Back at home I did some internet searching and discovered a blog by a lady of a certain age (http://dabrah.blogspot.com/2007/11/quizzing-quizmaster.html) who had seen the exact same question and answer at a quiz a few months ago. She, too felt there was something wrong, but she took it no further.

I have to look into these things and embarked on a detective mission to work out where it had come from.

There is real word, pomology. It means the study of fruit, and especially apples.

A search on pornology reveals a lot of made up words about the study of pornography, abbreviated to porn with the -ology suffix added to make it into a word about the study of pornography. There is very little about pornology related to fruit.

A dozen or so hits from the top, however, there are a number of references to pornology in the context of fruit or apples. At first, I thought this confirmed it as an obscure branch of horticulture. Then, however, I realised that those hits are not web pages. They are .PDF and .DOC files. That was the clue I needed.

Search on Pornology and OCR, and you start to get a lot of documents which refer to apples and fruit. They tend to be academic papers written before the internet was widely used, and have since been scanned in to support the on-line research community.

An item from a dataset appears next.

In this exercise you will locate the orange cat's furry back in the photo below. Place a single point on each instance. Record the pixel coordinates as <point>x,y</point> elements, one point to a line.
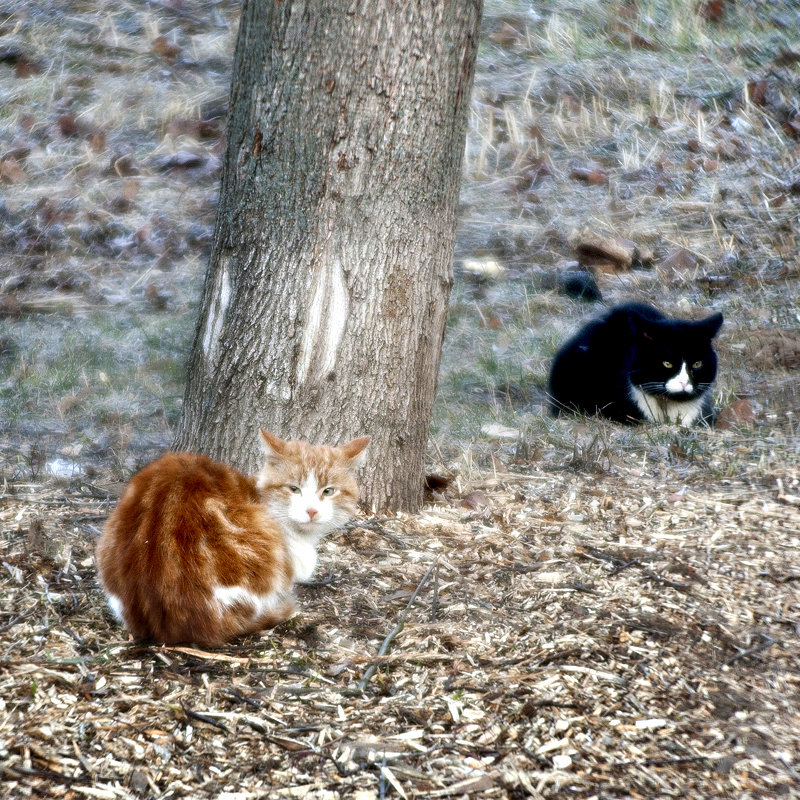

Optical character reading is far from an exact science. Most programs now have some kind of intelligence built into them, which attempts to make decisions between the various possible combinations of letters in a word. Consider an OCR program faced with a choice between pom and porn. Which does it select as the most likely combination of letters? Porn. That word is all over the web, whereas pom is much less common – outside Australia.

Moral of this story? Don't believe everything you read on the web.

Second moral of this story? If you are running a quiz evening, check your own answers, especially if they come off the web.

Third moral of this story, remember that just because it's on the web, or in a newspaper, or given as an answer in a quiz, it's not necessarily true.

I'm expecting that word with the apples meaning to enter popular culture now, simply as a result of a poor OCR decision.